The Janus Henderson Asset-Backed Securities ETF (JABS) seeks to provide income and capital preservation through exposure to asset-backed securities (ABS), which are bonds backed by pools of consumer loans like auto loans, credit card receivables, and student loans. This fixed-income ETF targets the securitized credit market segment.
How It Works
JABS employs an actively managed approach to select asset-backed securities across various consumer loan categories and credit qualities. The fund's portfolio managers analyze credit risk, prepayment speeds, and structural features of individual ABS issues to construct a diversified portfolio.
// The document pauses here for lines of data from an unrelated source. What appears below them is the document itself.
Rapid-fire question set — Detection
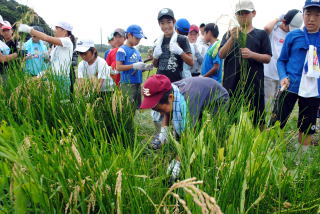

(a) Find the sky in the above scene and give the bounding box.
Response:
[15,0,304,45]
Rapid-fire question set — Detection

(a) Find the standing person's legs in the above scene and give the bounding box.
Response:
[251,94,266,129]
[298,97,320,146]
[264,77,280,110]
[120,83,141,110]
[277,91,298,128]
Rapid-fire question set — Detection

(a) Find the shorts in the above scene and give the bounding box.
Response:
[278,91,320,135]
[120,83,141,109]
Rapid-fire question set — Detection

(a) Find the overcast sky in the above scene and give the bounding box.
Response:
[15,0,304,45]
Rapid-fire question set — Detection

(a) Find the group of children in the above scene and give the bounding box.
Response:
[0,0,320,177]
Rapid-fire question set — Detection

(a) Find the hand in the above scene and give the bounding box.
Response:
[132,62,145,70]
[280,77,290,88]
[153,45,162,59]
[18,50,28,58]
[18,24,33,33]
[169,42,183,56]
[230,27,241,39]
[240,48,253,59]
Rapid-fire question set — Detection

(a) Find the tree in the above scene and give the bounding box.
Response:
[0,0,52,35]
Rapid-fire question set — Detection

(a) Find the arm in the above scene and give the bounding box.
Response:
[152,58,159,68]
[264,18,280,34]
[219,36,234,59]
[277,38,291,86]
[241,48,271,64]
[0,53,18,62]
[204,64,220,77]
[30,29,62,46]
[180,52,193,66]
[116,61,133,72]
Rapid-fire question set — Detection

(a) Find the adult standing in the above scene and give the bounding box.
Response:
[18,22,75,94]
[264,9,303,105]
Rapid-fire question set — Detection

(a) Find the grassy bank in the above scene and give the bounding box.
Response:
[0,68,320,213]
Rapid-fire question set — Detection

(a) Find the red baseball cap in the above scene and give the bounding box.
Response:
[140,74,172,109]
[189,25,199,33]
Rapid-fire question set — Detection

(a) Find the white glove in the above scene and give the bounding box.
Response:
[159,126,169,143]
[143,64,153,71]
[170,42,183,56]
[153,45,162,59]
[18,24,33,33]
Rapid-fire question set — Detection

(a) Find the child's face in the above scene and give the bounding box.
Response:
[128,33,141,46]
[303,7,320,33]
[203,31,212,43]
[54,27,68,37]
[114,34,125,47]
[188,31,199,43]
[1,29,13,41]
[80,50,95,63]
[236,10,256,28]
[159,18,175,36]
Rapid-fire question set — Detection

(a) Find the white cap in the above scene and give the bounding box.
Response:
[75,39,94,53]
[235,0,255,13]
[56,22,73,31]
[0,15,5,25]
[1,21,12,30]
[289,11,303,31]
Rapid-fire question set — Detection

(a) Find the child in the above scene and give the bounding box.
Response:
[264,9,303,105]
[23,26,49,76]
[277,0,320,151]
[116,25,152,109]
[106,28,126,86]
[201,23,222,83]
[188,25,203,77]
[0,20,18,77]
[18,22,76,95]
[219,0,272,128]
[153,8,193,82]
[140,74,229,180]
[75,40,113,94]
[176,18,194,79]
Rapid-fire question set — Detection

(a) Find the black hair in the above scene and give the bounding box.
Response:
[67,31,77,50]
[303,6,320,13]
[158,16,176,23]
[177,28,189,36]
[204,23,219,38]
[159,89,173,104]
[88,47,98,58]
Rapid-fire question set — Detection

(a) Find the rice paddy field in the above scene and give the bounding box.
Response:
[0,62,320,214]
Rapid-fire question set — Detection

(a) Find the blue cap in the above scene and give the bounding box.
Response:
[176,18,190,33]
[303,0,320,9]
[126,25,147,39]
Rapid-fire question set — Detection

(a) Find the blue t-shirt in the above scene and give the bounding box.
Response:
[277,30,320,93]
[201,45,222,83]
[24,39,48,76]
[103,49,111,60]
[116,45,142,84]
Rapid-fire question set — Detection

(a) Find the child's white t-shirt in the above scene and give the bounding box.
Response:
[50,37,73,77]
[264,24,287,80]
[78,56,114,91]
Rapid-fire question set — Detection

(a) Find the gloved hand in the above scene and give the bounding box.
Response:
[17,50,28,58]
[169,42,183,56]
[132,62,146,70]
[153,45,162,59]
[132,62,153,71]
[18,24,33,33]
[278,14,284,21]
[143,64,153,71]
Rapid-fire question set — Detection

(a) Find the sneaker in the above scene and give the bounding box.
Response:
[150,135,162,150]
[167,159,181,182]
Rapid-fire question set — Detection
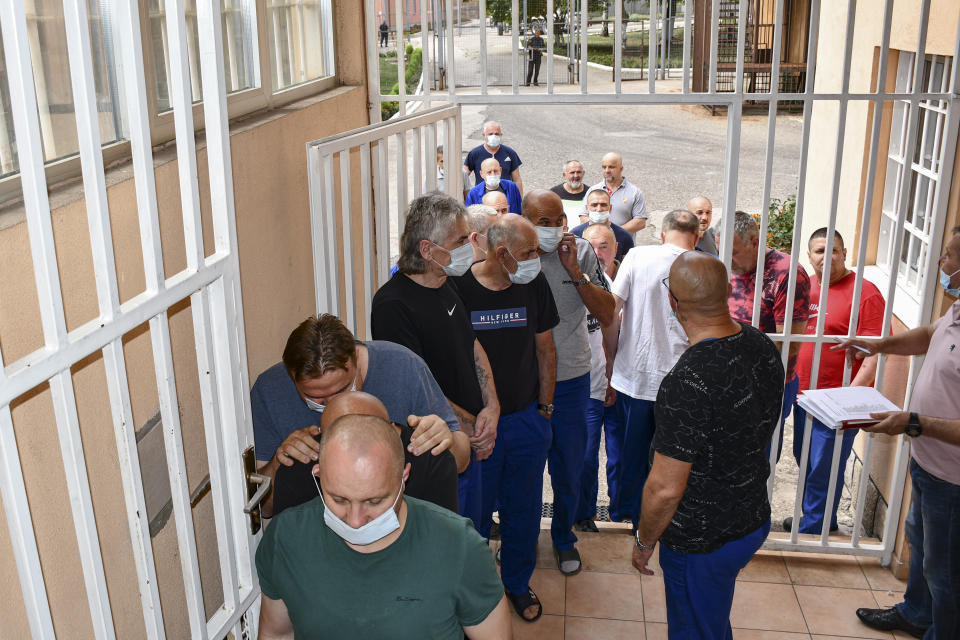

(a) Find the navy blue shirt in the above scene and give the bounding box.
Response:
[250,340,460,462]
[463,144,523,184]
[570,222,633,261]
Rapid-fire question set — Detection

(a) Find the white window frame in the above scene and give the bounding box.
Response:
[0,0,340,206]
[866,51,953,328]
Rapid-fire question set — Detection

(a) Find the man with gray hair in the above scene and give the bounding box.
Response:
[463,120,523,191]
[256,415,510,640]
[550,160,587,220]
[370,193,500,526]
[717,211,810,460]
[610,209,700,528]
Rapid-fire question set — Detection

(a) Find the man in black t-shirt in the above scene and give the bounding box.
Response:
[455,215,560,621]
[370,193,500,530]
[273,391,457,516]
[633,251,784,638]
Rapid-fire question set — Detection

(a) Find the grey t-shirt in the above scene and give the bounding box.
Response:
[540,236,609,382]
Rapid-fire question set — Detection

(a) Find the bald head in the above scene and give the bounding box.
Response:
[480,191,510,216]
[317,412,404,487]
[670,251,730,315]
[320,391,390,433]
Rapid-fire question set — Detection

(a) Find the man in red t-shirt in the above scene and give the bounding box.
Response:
[717,211,810,460]
[783,227,884,534]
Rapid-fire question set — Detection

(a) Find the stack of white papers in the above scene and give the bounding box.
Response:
[797,387,900,429]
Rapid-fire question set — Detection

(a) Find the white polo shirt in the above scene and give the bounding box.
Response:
[610,244,690,400]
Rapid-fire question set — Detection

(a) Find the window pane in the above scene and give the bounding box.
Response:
[267,0,333,91]
[149,0,256,113]
[0,0,123,176]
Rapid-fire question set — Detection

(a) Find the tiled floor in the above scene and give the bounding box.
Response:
[491,531,909,640]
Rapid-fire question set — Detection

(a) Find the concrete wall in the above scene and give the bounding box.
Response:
[0,3,369,638]
[802,0,960,572]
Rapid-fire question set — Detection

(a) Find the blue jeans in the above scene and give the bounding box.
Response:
[660,520,770,640]
[547,373,590,551]
[618,394,656,529]
[897,460,960,640]
[576,398,623,522]
[479,403,550,593]
[793,405,857,534]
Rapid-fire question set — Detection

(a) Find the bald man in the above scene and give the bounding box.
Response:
[581,152,647,235]
[257,415,510,640]
[465,158,523,213]
[273,391,458,515]
[480,191,510,216]
[633,251,783,640]
[687,196,720,256]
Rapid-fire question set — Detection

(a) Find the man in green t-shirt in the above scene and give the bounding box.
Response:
[257,415,511,640]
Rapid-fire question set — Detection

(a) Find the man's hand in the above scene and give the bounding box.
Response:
[557,233,583,280]
[603,384,617,407]
[470,405,500,460]
[633,545,654,576]
[861,411,910,436]
[407,414,453,456]
[273,424,320,467]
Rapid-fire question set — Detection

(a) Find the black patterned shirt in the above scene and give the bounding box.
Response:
[653,325,783,553]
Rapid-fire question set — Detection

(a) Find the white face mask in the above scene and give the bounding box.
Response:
[589,211,610,224]
[431,242,473,276]
[507,249,540,284]
[311,474,404,547]
[537,227,563,253]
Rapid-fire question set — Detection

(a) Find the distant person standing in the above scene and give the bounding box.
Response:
[525,29,547,87]
[583,152,647,235]
[463,120,523,194]
[380,18,390,47]
[550,160,587,223]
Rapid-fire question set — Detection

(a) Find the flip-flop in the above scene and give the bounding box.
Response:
[504,587,543,622]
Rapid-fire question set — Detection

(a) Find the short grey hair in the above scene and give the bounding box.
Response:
[660,209,700,236]
[467,204,497,233]
[398,191,467,274]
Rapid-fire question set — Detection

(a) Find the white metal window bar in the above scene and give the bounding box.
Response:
[0,0,259,638]
[350,0,960,563]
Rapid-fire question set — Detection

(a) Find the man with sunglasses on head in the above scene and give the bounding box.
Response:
[610,209,700,529]
[370,193,500,527]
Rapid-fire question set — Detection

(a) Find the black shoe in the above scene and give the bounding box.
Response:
[857,607,927,638]
[573,518,600,533]
[783,516,840,533]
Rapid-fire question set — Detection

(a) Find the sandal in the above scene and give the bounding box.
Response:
[504,587,543,622]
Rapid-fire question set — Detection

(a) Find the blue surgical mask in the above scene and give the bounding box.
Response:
[940,269,960,298]
[507,249,540,284]
[311,474,404,547]
[536,227,563,253]
[430,242,473,276]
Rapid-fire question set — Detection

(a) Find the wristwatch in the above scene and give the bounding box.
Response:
[633,530,657,551]
[903,411,923,438]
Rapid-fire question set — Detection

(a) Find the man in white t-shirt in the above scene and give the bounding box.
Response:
[610,209,700,529]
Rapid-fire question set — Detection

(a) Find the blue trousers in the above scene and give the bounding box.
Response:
[457,451,483,531]
[793,405,857,534]
[897,460,960,640]
[576,396,623,522]
[660,521,770,640]
[617,393,656,529]
[547,373,590,551]
[480,403,551,594]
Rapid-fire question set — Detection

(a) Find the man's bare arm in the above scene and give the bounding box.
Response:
[260,596,293,640]
[463,596,513,640]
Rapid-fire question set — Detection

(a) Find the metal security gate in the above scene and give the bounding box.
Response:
[0,0,259,638]
[348,0,960,564]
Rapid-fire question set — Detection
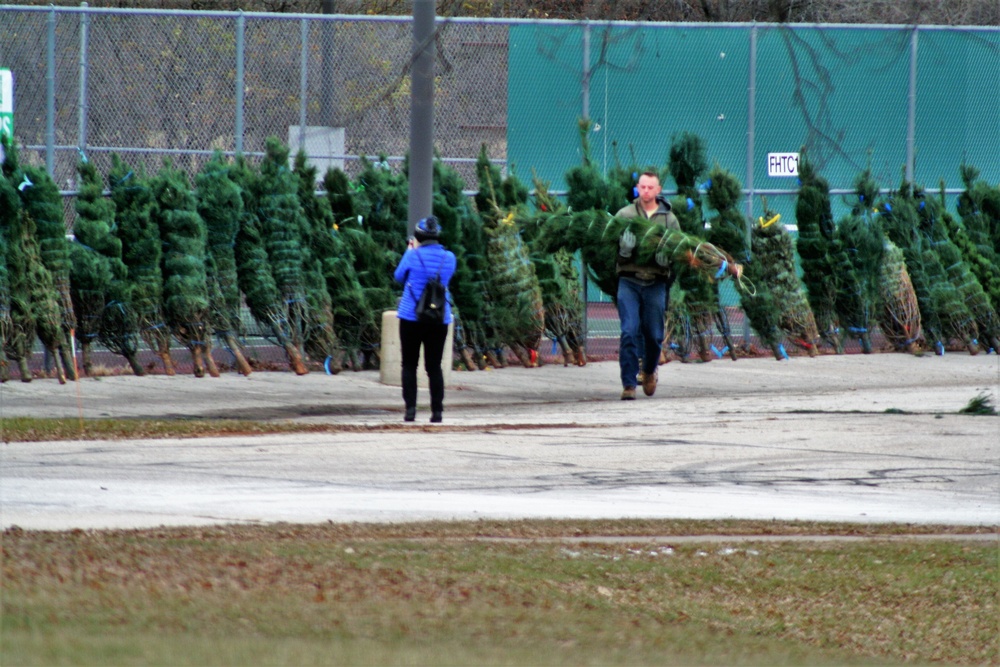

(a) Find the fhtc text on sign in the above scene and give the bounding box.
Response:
[767,153,799,178]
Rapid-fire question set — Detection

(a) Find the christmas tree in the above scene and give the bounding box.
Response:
[3,141,76,380]
[253,137,309,360]
[795,148,844,354]
[294,149,343,375]
[700,165,748,361]
[7,208,66,384]
[918,183,1000,350]
[878,239,920,354]
[0,214,10,382]
[152,161,219,377]
[0,170,35,382]
[476,145,545,367]
[322,168,381,370]
[741,206,819,358]
[519,176,587,366]
[107,154,176,376]
[943,164,1000,311]
[878,180,979,355]
[195,152,252,375]
[71,158,144,375]
[229,155,309,375]
[834,169,885,354]
[432,159,487,370]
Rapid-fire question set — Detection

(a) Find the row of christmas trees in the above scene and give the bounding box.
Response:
[0,122,1000,380]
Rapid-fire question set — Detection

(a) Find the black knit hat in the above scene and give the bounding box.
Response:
[413,215,441,243]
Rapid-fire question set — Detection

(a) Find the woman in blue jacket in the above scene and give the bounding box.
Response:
[393,216,455,422]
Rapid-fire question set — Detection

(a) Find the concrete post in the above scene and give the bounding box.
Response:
[379,310,455,389]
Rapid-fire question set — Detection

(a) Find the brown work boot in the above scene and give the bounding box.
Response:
[642,371,657,396]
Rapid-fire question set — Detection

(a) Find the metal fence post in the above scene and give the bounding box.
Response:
[77,2,90,155]
[45,8,56,178]
[906,26,920,183]
[580,21,588,346]
[408,0,437,234]
[299,19,309,150]
[233,9,246,155]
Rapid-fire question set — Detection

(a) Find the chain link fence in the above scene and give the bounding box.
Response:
[0,6,1000,376]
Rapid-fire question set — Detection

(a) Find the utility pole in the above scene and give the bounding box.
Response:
[408,0,437,234]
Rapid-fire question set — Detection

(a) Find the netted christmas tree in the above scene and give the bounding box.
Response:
[152,161,219,377]
[71,158,145,375]
[476,144,545,368]
[878,239,920,354]
[878,179,979,355]
[7,208,66,384]
[795,148,844,354]
[294,149,343,375]
[195,152,252,375]
[322,168,381,371]
[3,141,76,380]
[107,154,176,376]
[0,171,35,382]
[229,155,309,375]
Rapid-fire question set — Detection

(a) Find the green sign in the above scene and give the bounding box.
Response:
[0,68,14,159]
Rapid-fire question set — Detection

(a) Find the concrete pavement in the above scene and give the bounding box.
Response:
[0,354,1000,529]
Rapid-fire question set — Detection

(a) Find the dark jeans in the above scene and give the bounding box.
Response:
[399,320,448,412]
[618,278,669,387]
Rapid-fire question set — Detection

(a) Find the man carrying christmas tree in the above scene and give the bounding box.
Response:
[615,170,680,401]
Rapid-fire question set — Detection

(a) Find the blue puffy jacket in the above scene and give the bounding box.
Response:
[393,243,456,324]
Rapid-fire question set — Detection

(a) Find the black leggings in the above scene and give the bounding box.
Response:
[399,320,448,412]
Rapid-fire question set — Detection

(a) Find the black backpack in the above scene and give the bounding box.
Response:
[411,254,447,324]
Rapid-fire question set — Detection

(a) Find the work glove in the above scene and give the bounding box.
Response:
[618,229,635,257]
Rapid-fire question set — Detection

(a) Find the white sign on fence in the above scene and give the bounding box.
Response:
[767,153,799,178]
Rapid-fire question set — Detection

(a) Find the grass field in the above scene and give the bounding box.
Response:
[0,520,1000,667]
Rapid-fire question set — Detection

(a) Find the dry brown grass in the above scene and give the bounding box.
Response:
[0,521,1000,664]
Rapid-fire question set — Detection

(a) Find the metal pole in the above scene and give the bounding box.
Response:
[316,0,337,127]
[906,26,920,183]
[409,0,436,234]
[45,9,56,178]
[746,24,757,224]
[233,10,246,155]
[743,23,757,347]
[580,21,584,345]
[299,19,309,150]
[77,2,90,154]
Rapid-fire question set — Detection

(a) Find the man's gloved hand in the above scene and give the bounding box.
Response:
[618,229,635,257]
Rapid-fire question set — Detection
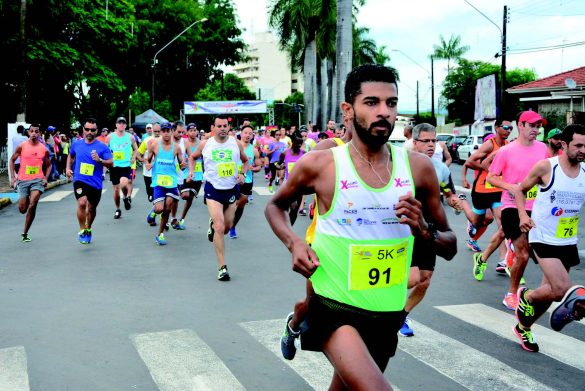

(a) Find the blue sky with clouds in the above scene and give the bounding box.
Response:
[234,0,585,111]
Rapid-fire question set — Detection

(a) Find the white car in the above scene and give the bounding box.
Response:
[457,135,483,161]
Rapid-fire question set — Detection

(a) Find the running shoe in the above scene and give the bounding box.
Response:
[550,285,585,331]
[77,230,87,244]
[146,209,156,227]
[496,259,506,275]
[504,265,526,285]
[465,239,481,253]
[514,324,538,352]
[154,233,167,246]
[516,286,536,327]
[502,292,518,311]
[398,318,414,337]
[207,217,215,242]
[467,221,477,239]
[280,312,301,360]
[473,253,487,281]
[217,265,230,281]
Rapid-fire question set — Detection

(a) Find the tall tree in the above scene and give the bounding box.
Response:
[334,0,353,122]
[433,35,469,73]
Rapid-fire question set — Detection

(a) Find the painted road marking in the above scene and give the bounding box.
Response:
[0,346,30,391]
[435,304,585,371]
[398,319,552,391]
[130,329,245,391]
[39,190,73,202]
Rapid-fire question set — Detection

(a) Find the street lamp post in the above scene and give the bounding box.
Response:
[150,18,207,110]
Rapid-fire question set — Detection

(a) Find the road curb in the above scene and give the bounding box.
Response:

Holdings are continuously monitored and adjusted based on market conditions, credit fundamentals, and relative value opportunities within the securitized credit universe.
Key Features
- Active management allows for credit selection and risk management beyond what passive ABS index funds typically provide
- Focuses on consumer-backed securities rather than mortgage-backed securities, offering different risk-return characteristics than traditional fixed-income ETFs
- Recently launched fund with 0.00% expense ratio during promotional period, though permanent fee structure not yet established
Risks
- This ETF can lose value if consumer loan defaults spike during economic downturns, as underlying borrowers struggle to repay auto loans, credit cards, and student debt
- Interest rate increases can reduce bond values and cause principal losses, particularly impacting longer-duration asset-backed securities in the portfolio
- Credit spread widening during market stress can cause temporary price declines even if underlying loans continue performing as expected
Who Should Own This
Best suited for conservative to moderate investors seeking fixed-income diversification beyond traditional government and corporate bonds, with 1-3 year minimum time horizons. Appropriate as a satellite holding representing 5-15% of fixed-income allocation. Requires low-to-medium risk tolerance given credit exposure to consumer lending markets.